Reputation: 33
I have a String that begins with a word and I want to make a substring which starts at index 0 and ends at the index of the next special character (space
, .
, !
, ?
, etc...). How would I go about doing that with a regex? Can I get the index of the first regex match? And how would the pattern look?
Thanks in advance!
Upvotes: 0
Views: 4191
Reputation: 70750
You could use the following.
^\w+(?=\W)
Explanation:
^ # the beginning of the string
\w+ # word characters (a-z, A-Z, 0-9, _) (1 or more times)
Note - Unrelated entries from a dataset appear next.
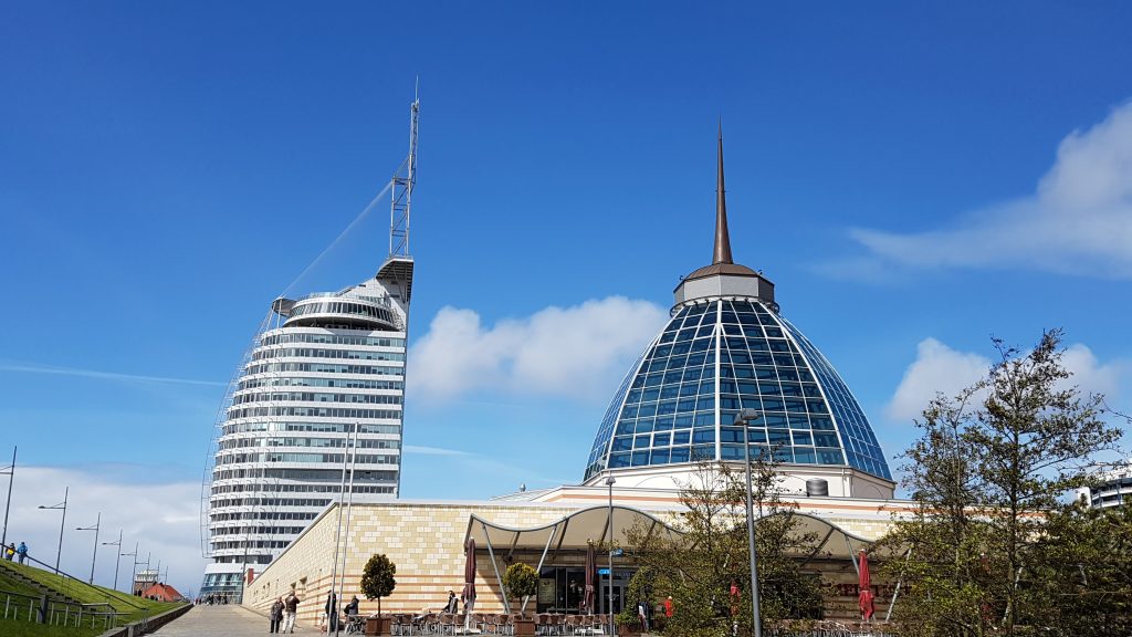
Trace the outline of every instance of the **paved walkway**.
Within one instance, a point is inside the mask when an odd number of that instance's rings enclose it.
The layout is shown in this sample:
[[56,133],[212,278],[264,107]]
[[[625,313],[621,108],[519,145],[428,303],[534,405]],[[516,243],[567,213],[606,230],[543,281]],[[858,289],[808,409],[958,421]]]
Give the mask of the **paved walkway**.
[[[267,618],[243,606],[194,606],[154,632],[161,637],[267,637]],[[295,635],[318,635],[317,629],[295,626]]]

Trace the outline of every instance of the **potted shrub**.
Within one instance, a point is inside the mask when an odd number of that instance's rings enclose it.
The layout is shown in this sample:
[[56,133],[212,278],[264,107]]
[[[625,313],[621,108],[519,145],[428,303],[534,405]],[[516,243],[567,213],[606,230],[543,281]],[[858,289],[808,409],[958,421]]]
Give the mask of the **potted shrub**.
[[[539,574],[534,569],[522,562],[507,567],[507,572],[503,576],[503,585],[506,594],[518,598],[530,597],[539,591]],[[525,614],[515,620],[516,637],[534,635],[534,620]]]
[[377,615],[366,619],[366,635],[388,635],[389,618],[381,615],[381,597],[388,597],[397,586],[393,578],[397,566],[384,554],[376,554],[366,562],[361,574],[361,592],[367,600],[377,600]]
[[626,608],[614,617],[617,623],[617,634],[621,637],[641,635],[641,618],[636,614],[636,608]]

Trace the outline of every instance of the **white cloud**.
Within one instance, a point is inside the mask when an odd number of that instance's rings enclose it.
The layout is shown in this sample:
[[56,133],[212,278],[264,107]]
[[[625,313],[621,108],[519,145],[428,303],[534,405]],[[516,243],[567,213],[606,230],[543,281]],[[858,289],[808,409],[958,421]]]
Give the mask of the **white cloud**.
[[933,338],[924,339],[916,346],[916,360],[904,371],[884,413],[890,419],[910,422],[937,392],[955,396],[984,377],[989,367],[989,358],[957,351]]
[[[1115,397],[1125,365],[1101,364],[1088,347],[1074,343],[1065,348],[1062,363],[1072,373],[1063,385],[1077,385],[1082,392]],[[916,346],[916,360],[904,371],[900,385],[885,407],[892,421],[918,418],[936,393],[953,397],[963,388],[985,377],[992,360],[983,355],[958,351],[934,338]]]
[[[0,489],[7,486],[7,481],[0,481]],[[101,512],[100,544],[117,542],[118,530],[122,529],[122,552],[132,552],[137,543],[140,559],[151,555],[153,568],[160,560],[162,572],[169,569],[169,583],[178,591],[188,595],[199,588],[205,566],[200,557],[200,483],[126,483],[109,478],[98,467],[61,469],[17,464],[8,542],[26,542],[32,558],[52,567],[59,547],[61,511],[38,507],[61,503],[66,487],[70,491],[60,570],[84,581],[91,576],[94,532],[76,528],[94,526]],[[95,584],[113,584],[115,549],[98,546]],[[121,558],[119,589],[129,588],[132,560]]]
[[477,391],[606,399],[667,317],[609,297],[484,328],[475,312],[445,307],[410,353],[409,391],[427,401]]
[[1065,137],[1032,195],[946,229],[850,235],[882,269],[1014,267],[1132,278],[1132,102]]

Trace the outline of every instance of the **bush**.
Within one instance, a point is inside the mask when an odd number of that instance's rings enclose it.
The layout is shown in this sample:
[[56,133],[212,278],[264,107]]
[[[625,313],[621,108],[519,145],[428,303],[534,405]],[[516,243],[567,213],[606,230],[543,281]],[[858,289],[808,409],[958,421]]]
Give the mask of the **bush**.
[[539,591],[539,574],[530,566],[517,562],[507,567],[503,585],[515,597],[529,597]]

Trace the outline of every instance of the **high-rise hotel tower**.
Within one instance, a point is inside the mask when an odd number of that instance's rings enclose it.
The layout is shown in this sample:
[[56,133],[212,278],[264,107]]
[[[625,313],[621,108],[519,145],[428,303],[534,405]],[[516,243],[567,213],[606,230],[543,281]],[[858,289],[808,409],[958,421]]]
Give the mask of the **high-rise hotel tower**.
[[418,110],[413,102],[410,153],[391,184],[385,263],[336,292],[275,299],[230,388],[201,494],[213,561],[201,596],[239,602],[249,571],[340,495],[397,496]]

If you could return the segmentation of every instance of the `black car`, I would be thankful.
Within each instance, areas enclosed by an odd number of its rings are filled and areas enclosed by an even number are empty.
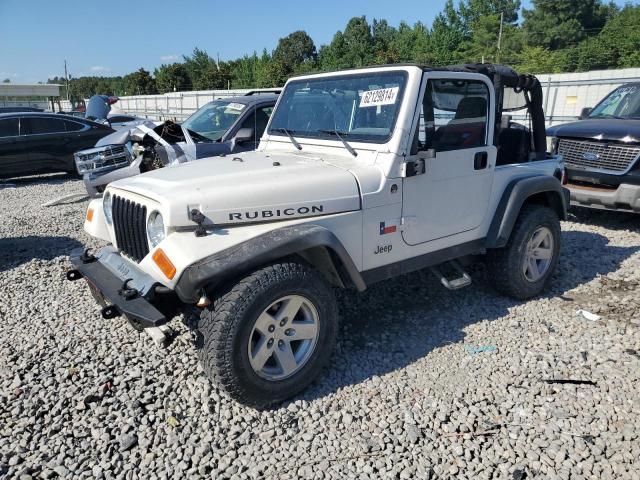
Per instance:
[[[0,178],[77,173],[74,152],[113,133],[107,125],[57,113],[0,114]]]
[[[616,88],[547,136],[564,157],[573,205],[640,213],[640,83]]]
[[[0,113],[20,113],[20,112],[44,112],[44,108],[37,108],[37,107],[0,107]]]

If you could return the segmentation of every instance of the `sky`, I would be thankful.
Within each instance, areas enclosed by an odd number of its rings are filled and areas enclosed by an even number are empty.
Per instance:
[[[182,60],[194,47],[220,60],[271,51],[305,30],[329,43],[354,16],[431,25],[446,0],[0,0],[0,81],[124,75]],[[530,0],[524,0],[524,7]],[[616,1],[619,5],[624,0]],[[635,3],[635,2],[634,2]],[[231,6],[229,6],[231,5]]]

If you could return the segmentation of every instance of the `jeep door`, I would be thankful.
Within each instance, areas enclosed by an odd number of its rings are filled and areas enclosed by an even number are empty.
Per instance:
[[[493,87],[477,74],[427,72],[404,179],[402,236],[409,245],[474,230],[487,215],[496,147]]]
[[[243,142],[233,142],[233,153],[248,152],[255,150],[260,144],[260,139],[264,134],[269,118],[273,112],[273,106],[259,106],[255,108],[251,113],[246,115],[241,121],[237,122],[229,132],[229,140],[233,141],[236,134],[243,128],[250,128],[253,130],[253,136],[249,140]]]

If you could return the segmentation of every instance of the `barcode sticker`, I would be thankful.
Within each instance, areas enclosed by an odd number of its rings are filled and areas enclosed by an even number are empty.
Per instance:
[[[393,105],[398,100],[398,92],[400,92],[400,87],[381,88],[364,92],[360,99],[360,108]]]

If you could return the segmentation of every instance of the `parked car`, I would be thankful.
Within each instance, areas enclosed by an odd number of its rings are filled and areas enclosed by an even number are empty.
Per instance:
[[[531,129],[501,122],[507,91],[526,92]],[[84,228],[109,245],[74,252],[67,278],[136,328],[196,310],[210,379],[254,407],[289,398],[335,358],[334,288],[431,267],[459,289],[457,260],[481,256],[499,292],[545,289],[568,191],[542,97],[535,77],[487,64],[290,79],[259,150],[92,200]]]
[[[547,135],[567,165],[573,205],[640,213],[640,83],[615,89]]]
[[[82,111],[79,111],[79,110],[72,110],[72,111],[70,111],[70,112],[63,112],[63,111],[61,110],[61,111],[56,112],[56,113],[59,113],[60,115],[71,115],[72,117],[80,117],[80,118],[84,118],[84,115],[85,115],[85,113],[86,113],[86,112],[85,112],[84,110],[82,110]]]
[[[278,91],[276,91],[278,92]],[[207,103],[182,124],[145,121],[76,153],[91,197],[107,184],[167,165],[254,150],[276,104],[277,93],[255,91]]]
[[[77,173],[74,152],[112,132],[108,125],[57,113],[0,114],[0,177]]]
[[[20,113],[20,112],[44,112],[44,108],[37,108],[37,107],[0,107],[0,113]]]

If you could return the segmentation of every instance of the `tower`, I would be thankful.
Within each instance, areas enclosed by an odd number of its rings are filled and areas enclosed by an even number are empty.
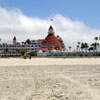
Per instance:
[[[49,27],[48,34],[54,34],[54,29],[52,26]]]
[[[17,40],[16,40],[16,37],[14,36],[13,38],[13,44],[16,44]]]

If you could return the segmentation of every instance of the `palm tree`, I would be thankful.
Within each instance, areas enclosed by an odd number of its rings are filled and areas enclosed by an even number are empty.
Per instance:
[[[77,51],[79,50],[79,45],[77,45]]]
[[[80,51],[80,44],[81,44],[81,43],[80,43],[80,42],[78,42],[78,45],[79,45],[79,51]]]
[[[91,44],[91,47],[93,47],[93,51],[96,50],[95,55],[97,55],[97,46],[99,46],[99,43],[97,43],[97,42]]]
[[[25,43],[31,44],[31,40],[30,40],[30,39],[27,39],[27,40],[25,41]]]
[[[71,48],[72,48],[72,47],[71,47],[71,46],[69,46],[69,51],[71,51]]]
[[[5,52],[5,56],[6,56],[6,53],[8,52],[8,48],[5,48],[4,52]]]
[[[96,44],[95,44],[95,45],[96,45],[96,46],[95,46],[95,47],[96,47],[96,55],[97,55],[97,41],[98,41],[98,39],[99,39],[98,37],[95,37],[95,38],[94,38],[94,40],[96,40],[96,42],[95,42],[95,43],[96,43]]]
[[[85,51],[87,52],[87,49],[88,49],[88,43],[84,43],[84,48],[85,48]]]

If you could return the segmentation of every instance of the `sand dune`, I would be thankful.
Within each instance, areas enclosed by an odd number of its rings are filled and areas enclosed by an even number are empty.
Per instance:
[[[100,100],[100,59],[0,59],[0,100]]]

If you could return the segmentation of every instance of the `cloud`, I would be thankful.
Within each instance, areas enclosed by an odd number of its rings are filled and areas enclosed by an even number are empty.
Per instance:
[[[53,22],[50,22],[53,18]],[[5,9],[0,7],[0,37],[2,43],[12,42],[14,36],[22,42],[27,38],[44,39],[47,31],[53,25],[55,35],[64,40],[66,47],[75,48],[77,42],[94,42],[94,37],[99,36],[100,30],[92,29],[79,20],[72,20],[61,14],[55,14],[46,19],[28,17],[20,9]]]

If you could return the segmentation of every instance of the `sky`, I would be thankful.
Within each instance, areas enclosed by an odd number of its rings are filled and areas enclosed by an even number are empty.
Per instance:
[[[52,24],[66,47],[92,43],[100,35],[99,5],[100,0],[0,0],[0,37],[9,43],[13,36],[45,38]]]

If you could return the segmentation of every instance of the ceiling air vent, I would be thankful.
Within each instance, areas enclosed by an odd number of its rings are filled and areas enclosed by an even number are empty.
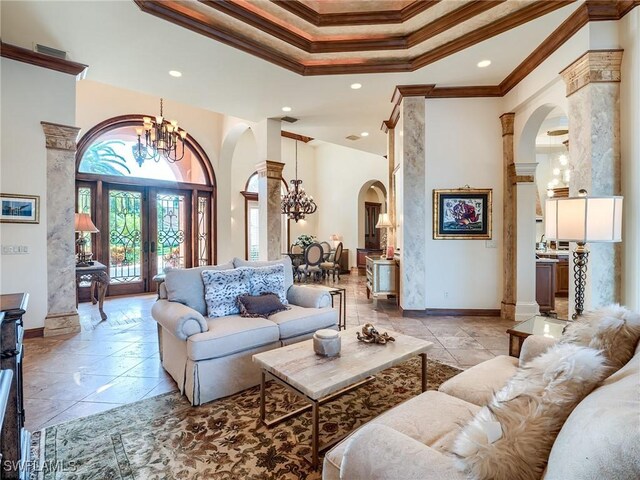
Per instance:
[[[36,52],[49,55],[50,57],[61,58],[63,60],[66,60],[67,58],[67,52],[64,50],[47,47],[46,45],[40,45],[39,43],[36,43]]]

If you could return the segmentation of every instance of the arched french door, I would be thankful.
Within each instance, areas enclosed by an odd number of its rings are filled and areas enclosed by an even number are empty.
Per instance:
[[[88,245],[109,268],[109,295],[154,291],[167,267],[215,264],[216,186],[205,152],[189,135],[185,155],[138,165],[142,115],[111,118],[87,132],[76,154],[76,205],[99,233]]]

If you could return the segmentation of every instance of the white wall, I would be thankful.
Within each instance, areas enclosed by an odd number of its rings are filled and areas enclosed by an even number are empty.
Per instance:
[[[2,245],[26,245],[28,255],[0,257],[0,293],[29,293],[25,328],[47,314],[47,163],[41,121],[75,126],[76,80],[2,58],[0,191],[40,196],[40,223],[0,224]]]
[[[620,47],[624,48],[620,84],[624,195],[622,302],[640,311],[640,8],[636,7],[617,23]]]
[[[493,189],[493,245],[433,240],[427,228],[425,308],[499,309],[502,301],[502,131],[500,99],[426,100],[428,225],[433,189]]]
[[[388,191],[387,159],[352,148],[317,142],[316,183],[318,190],[317,236],[329,241],[331,234],[342,235],[349,249],[349,265],[356,265],[358,243],[358,195],[362,186],[379,181]],[[293,237],[292,237],[293,238]]]

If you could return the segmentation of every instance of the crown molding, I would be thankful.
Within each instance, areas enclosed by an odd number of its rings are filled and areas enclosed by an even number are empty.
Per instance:
[[[27,48],[18,47],[17,45],[4,43],[2,41],[0,41],[0,54],[4,58],[10,58],[11,60],[55,70],[56,72],[67,73],[69,75],[80,75],[88,68],[88,65],[83,63],[52,57],[51,55],[34,52]]]
[[[347,25],[385,25],[403,23],[433,7],[440,0],[418,0],[400,10],[375,10],[371,12],[344,13],[319,13],[299,0],[271,1],[316,27],[337,27]]]
[[[381,129],[387,133],[389,129],[395,127],[399,118],[399,105],[405,96],[424,96],[425,98],[503,97],[589,22],[620,20],[639,5],[640,0],[587,0],[499,85],[465,87],[397,85],[391,97],[393,104],[391,115],[388,120],[383,122]]]
[[[286,130],[282,130],[280,132],[280,135],[282,137],[290,138],[292,140],[297,140],[299,142],[304,142],[304,143],[309,143],[311,140],[313,140],[313,137],[307,137],[306,135],[299,135],[297,133],[288,132]]]

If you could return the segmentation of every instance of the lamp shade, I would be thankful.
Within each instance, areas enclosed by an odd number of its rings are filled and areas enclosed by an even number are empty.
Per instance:
[[[564,242],[622,241],[622,197],[547,199],[545,236]]]
[[[376,228],[389,228],[393,227],[391,221],[389,220],[388,213],[381,213],[378,217],[378,223],[376,223]]]
[[[76,232],[98,233],[99,231],[88,213],[76,213],[75,223]]]

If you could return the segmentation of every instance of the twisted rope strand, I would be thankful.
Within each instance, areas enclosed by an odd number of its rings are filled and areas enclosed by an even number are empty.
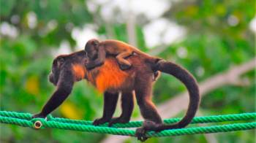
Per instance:
[[[64,130],[72,130],[100,134],[109,134],[113,135],[123,135],[134,136],[135,131],[124,128],[109,128],[105,126],[94,126],[91,121],[81,121],[64,118],[53,117],[48,116],[49,120],[42,118],[31,119],[31,115],[28,113],[17,113],[14,112],[0,111],[0,123],[7,124],[15,124],[23,127],[34,128],[35,122],[41,122],[42,126],[40,128],[50,128]],[[238,115],[226,115],[208,117],[195,117],[193,123],[222,122],[231,120],[255,120],[256,112],[244,113]],[[166,123],[173,123],[178,121],[179,118],[165,120]],[[131,122],[132,123],[132,122]],[[141,122],[133,122],[135,124],[127,123],[128,126],[138,125]],[[121,124],[120,124],[121,125]],[[127,126],[125,126],[127,127]],[[203,127],[192,127],[187,128],[178,128],[173,130],[165,130],[161,132],[148,132],[148,137],[160,137],[170,136],[191,135],[197,134],[208,134],[217,132],[227,132],[235,131],[250,130],[256,128],[256,122],[246,123],[233,123],[221,125],[211,125]]]
[[[11,117],[23,120],[31,120],[32,115],[29,113],[18,113],[15,112],[0,111],[0,116]],[[171,124],[178,122],[181,118],[172,118],[165,119],[164,123],[166,124]],[[47,117],[47,120],[49,121],[56,121],[60,123],[75,123],[80,125],[92,125],[91,121],[80,120],[71,120],[60,117],[53,117],[51,115]],[[233,115],[212,115],[205,117],[195,117],[192,120],[191,123],[217,123],[225,121],[238,121],[238,120],[256,120],[256,112],[233,114]],[[117,123],[114,124],[114,128],[135,128],[142,125],[143,121],[131,121],[128,123]],[[108,123],[100,125],[99,126],[108,126]]]

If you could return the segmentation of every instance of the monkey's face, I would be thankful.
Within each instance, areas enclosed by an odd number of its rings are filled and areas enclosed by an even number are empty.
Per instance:
[[[87,42],[85,47],[86,55],[90,60],[97,58],[99,42],[97,39],[91,39]]]
[[[51,72],[49,75],[49,81],[54,85],[57,85],[61,72],[61,68],[64,62],[64,59],[63,57],[57,57],[53,60]]]

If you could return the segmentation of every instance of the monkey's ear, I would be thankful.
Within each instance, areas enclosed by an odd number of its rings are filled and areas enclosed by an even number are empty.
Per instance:
[[[65,59],[64,57],[59,57],[58,58],[58,66],[61,66],[65,62]]]
[[[94,47],[98,47],[99,45],[99,42],[98,40],[96,40],[94,39],[93,42],[92,42],[92,45],[94,46]]]

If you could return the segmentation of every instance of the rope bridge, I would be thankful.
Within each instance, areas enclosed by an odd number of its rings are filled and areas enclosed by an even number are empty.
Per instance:
[[[0,123],[15,124],[23,127],[30,127],[31,128],[59,128],[64,130],[73,130],[135,136],[135,131],[132,129],[126,129],[126,128],[140,127],[143,123],[142,121],[131,121],[128,123],[114,124],[113,127],[108,127],[108,123],[99,126],[94,126],[92,125],[91,121],[53,117],[51,115],[48,115],[47,117],[47,120],[42,118],[32,119],[31,117],[32,115],[29,113],[18,113],[15,112],[0,111]],[[180,120],[181,118],[167,119],[164,120],[164,123],[170,124],[178,122]],[[196,117],[194,117],[192,122],[191,123],[192,124],[239,120],[252,121],[243,123],[236,123],[218,125],[190,127],[187,128],[165,130],[157,133],[149,131],[146,134],[146,136],[147,137],[159,137],[250,130],[256,128],[255,120],[256,112]]]

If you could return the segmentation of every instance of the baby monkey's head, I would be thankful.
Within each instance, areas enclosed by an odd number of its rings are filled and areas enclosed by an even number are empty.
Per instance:
[[[90,39],[87,42],[85,47],[85,52],[90,60],[94,60],[97,58],[99,41],[96,39]]]

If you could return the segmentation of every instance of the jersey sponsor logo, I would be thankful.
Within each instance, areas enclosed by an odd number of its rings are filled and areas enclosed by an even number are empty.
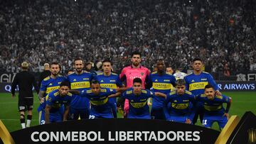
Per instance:
[[[89,82],[72,82],[71,89],[89,88]]]
[[[58,89],[59,87],[60,87],[60,86],[47,87],[46,94],[49,94],[50,92],[51,92],[55,89]]]
[[[134,108],[142,108],[146,104],[146,101],[144,102],[130,102],[130,104]]]
[[[203,107],[206,111],[218,111],[221,109],[222,105],[218,105],[218,106],[204,105]]]
[[[176,109],[186,109],[188,108],[188,104],[189,103],[185,103],[185,104],[171,103],[171,107]]]
[[[94,101],[94,100],[90,100],[90,102],[95,106],[101,106],[105,104],[106,104],[108,101],[108,98],[107,97],[107,99],[105,99],[106,97],[102,97],[100,99],[104,99],[102,100],[97,100],[97,101]]]
[[[172,84],[168,83],[153,82],[153,89],[167,90],[171,89]]]
[[[208,82],[195,82],[189,84],[189,91],[196,90],[196,89],[204,89],[206,85],[208,84]]]

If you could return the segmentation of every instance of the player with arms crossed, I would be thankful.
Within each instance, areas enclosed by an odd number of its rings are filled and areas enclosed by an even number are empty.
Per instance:
[[[159,60],[156,63],[157,71],[150,74],[149,85],[152,86],[153,92],[161,92],[168,94],[175,85],[175,77],[165,72],[165,65],[163,60]],[[166,119],[164,111],[164,97],[154,96],[151,116],[153,119]]]
[[[100,87],[110,89],[121,88],[124,89],[125,86],[122,84],[118,74],[111,72],[112,65],[110,60],[105,60],[102,62],[102,69],[103,73],[98,74],[95,78],[100,82]],[[109,103],[111,106],[114,118],[117,118],[117,98],[110,98]]]
[[[46,97],[46,123],[66,121],[68,120],[69,105],[72,100],[72,94],[68,92],[70,84],[68,82],[62,82],[60,88],[50,92]],[[65,105],[65,111],[63,105]]]
[[[130,88],[133,85],[133,79],[139,78],[142,79],[142,88],[145,88],[145,83],[148,81],[150,70],[146,67],[140,65],[142,62],[140,52],[135,51],[131,55],[132,65],[124,67],[119,75],[122,82],[126,82],[126,87]],[[129,112],[129,101],[125,100],[124,107],[124,117],[126,117]]]
[[[40,106],[38,109],[39,113],[39,124],[42,125],[45,123],[45,109],[46,106],[46,101],[45,101],[46,96],[50,92],[58,89],[60,87],[60,84],[63,81],[65,80],[65,78],[59,74],[60,71],[60,65],[58,62],[52,62],[50,65],[50,76],[45,78],[41,84],[40,92],[38,94],[38,98],[40,100]],[[64,111],[64,107],[62,106]]]
[[[75,72],[68,76],[68,81],[70,83],[71,89],[82,90],[90,88],[90,81],[93,79],[92,74],[83,70],[84,62],[81,58],[74,60]],[[70,104],[70,118],[77,120],[89,118],[90,102],[85,96],[74,94]]]
[[[156,96],[166,96],[166,94],[161,92],[153,93],[148,89],[143,89],[142,79],[134,79],[132,87],[124,92],[121,96],[122,99],[129,100],[129,109],[127,118],[151,119],[147,100],[149,98]],[[112,97],[112,96],[109,97]]]
[[[186,90],[186,82],[180,79],[176,82],[176,90],[167,95],[165,104],[171,102],[168,121],[179,123],[192,123],[193,118],[193,104],[196,97]]]
[[[216,94],[221,96],[221,93],[219,91],[219,88],[214,81],[213,76],[202,70],[203,62],[202,60],[199,58],[194,58],[192,60],[193,62],[193,73],[188,74],[184,77],[186,81],[186,88],[191,92],[193,95],[196,96],[204,93],[205,87],[210,84],[213,86],[215,90]],[[195,124],[197,122],[197,119],[200,115],[201,122],[203,121],[203,107],[201,102],[198,102],[195,109],[195,117],[193,119],[193,123]]]
[[[20,121],[22,128],[26,128],[25,111],[28,111],[26,127],[30,127],[32,119],[32,110],[33,104],[33,95],[32,88],[35,87],[36,92],[38,88],[36,84],[35,77],[28,72],[28,63],[21,63],[22,72],[18,73],[11,84],[11,96],[15,96],[15,89],[18,85],[18,111],[20,113]]]
[[[231,97],[216,95],[213,87],[207,84],[203,94],[197,96],[198,101],[203,103],[205,113],[203,125],[206,128],[211,128],[213,122],[217,121],[220,129],[223,129],[228,122],[228,111],[231,106]],[[223,104],[226,103],[227,107],[224,109]]]

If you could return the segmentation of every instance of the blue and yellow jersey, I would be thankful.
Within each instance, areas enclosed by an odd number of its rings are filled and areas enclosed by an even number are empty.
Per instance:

(?= # look ahead to see if there is:
\W # non-word characters (all but a-z, A-Z, 0-9, _)
) # end of look-ahead
Example:
String s = "foobar!";
Pattern p = Pattern.compile("^\\w+(?=\\W)");
Matcher m = p.matcher(s);
if (m.find()) {
System.out.println("Start:" + m.start() + " End:" + m.end());
System.out.println(m.group());
}
Upvotes: 2
Reputation: 72884
The following prints the substring that contains the word part in your string (a \w
denotes a word characters including digits, while \W
denotes a non-word character):
Pattern p = Pattern.compile("(\\w+)[\\W\\s]*");
Matcher matcher = p.matcher("word!,(. [&]");
if(matcher.find()) {
System.out.println(matcher.group(1));
}
Output: word
Upvotes: 1
Reputation: 129572
How would I go about doing that with a regex?
You can try something like this:
^.*?\p{Punct}
^
matches start of string.*?
matches anything reluctantly\p{Punct}
matches one of !"#$%&'()*+,-./:;<=>?@[]^_`{|}~
Can I get the index of the first regex match?
In general, you can obtain the indices of regex matches with Matcher#start
.
Upvotes: 1